Almost all negotiations will take place on the above parameters, with enough flexibility provided to allow for an equitable arrangement between almost any class of vendor and startup. It’s possible to re-work these terms for extenuating circumstances, but we recommend against this. . The main portion of the SWEAT governs the events under which the note converts, and will be readily familiar to users of the SAFE. The Equity Financing subsection describes the event that will trigger the conversion of debt into startup equity, subject to the SWEAT terms. This is designed to be the subsequent fundraising round at an increased valuation, thanks in part to the hard work performed by the service provider. Liquidity Event covers a sale of the startup prior to conversion of the SWEAT note into equity, in which the service provider will receive the greater of two options. The first is called the “cash-out” amount, which is the amount of convertible debt accrued at the time of liquidation, including any accrued interest. The second treats the liquidation as a conversion event and calculates the amount owed to the service provider based on its pro-rata ownership of the startup. Reorganizations of the business for tax-purposes do not count as liquidation events. Dissolution event covers the distribution owed to service providers in the event the company goes out of business. This is equal to the amount of work performed as of dissolution. The dissolution cash out is subject to Liquidation Priority, which determines who will be paid out in what order. Service providers using the SWEAT Note will be paid out after non-subordinated debt (which Lynx.Ventures covers most debt unless specifically noted as subordinated debt) in the same class as preferred stock holders, who are paid out prior to common stockholders. The last event covered is a Termination of the sweat note, which can only occur if there has been breach of compliance from either party, or upon the conversion of debt into equity in accordance with the terms outlined in the SWEAT.
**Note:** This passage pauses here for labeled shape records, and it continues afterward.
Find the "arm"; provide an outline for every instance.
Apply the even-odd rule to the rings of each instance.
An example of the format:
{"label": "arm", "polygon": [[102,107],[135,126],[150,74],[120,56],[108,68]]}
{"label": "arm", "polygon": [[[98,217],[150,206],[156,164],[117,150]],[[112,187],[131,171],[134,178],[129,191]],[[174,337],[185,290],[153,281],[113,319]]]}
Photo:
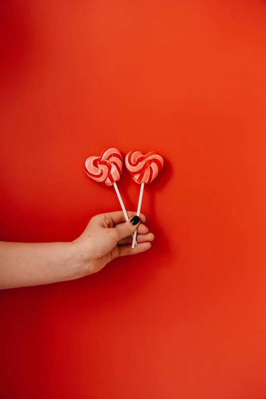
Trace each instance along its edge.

The next section of the sweat focuses on providing clarity to the terms used throughout the note. These definitions are boilerplate terms used in convertible debt notes, and are primarily used to ensure both parties have the same understanding of what is covered by the note in the case of a legal dispute down the road. We won’t cover all the definitions in this document as most are largely self explanatory, but we will draw your attention to a few of the less intuitive terms mentioned. Change of Control, as it relates to liquidation events, occurs when the beneficial owners of the company have changed. Changing members of a board of directors would not trigger this, but as a general rule of thumb if the ultimate decision maker has changed a change of control has occurred. SWEAT Preferred Stock is in reference to the equity class that the SWEAT note will convert into, giving the service provider the same rights and benefits as other preferred shareholders enjoy.

The next two sections outline the good faith representations made by both parties about their companies and the engagement agreed to. On one side the company represents that it is legally incorporated and in good standing with the laws and regulations in the state it’s incorporated in, the company has the power to execute all aspects of this agreement, and the agreement does not violate any laws or regulations of or for the company, including in its bylaws. On the service provider side, the vendor is also in compliance with all applicable laws and regulations, the entity is aware that acceptance of equity will occur at conversion, and will follow all regulations surrounding the ownership of equity, including compliance and reporting requirements.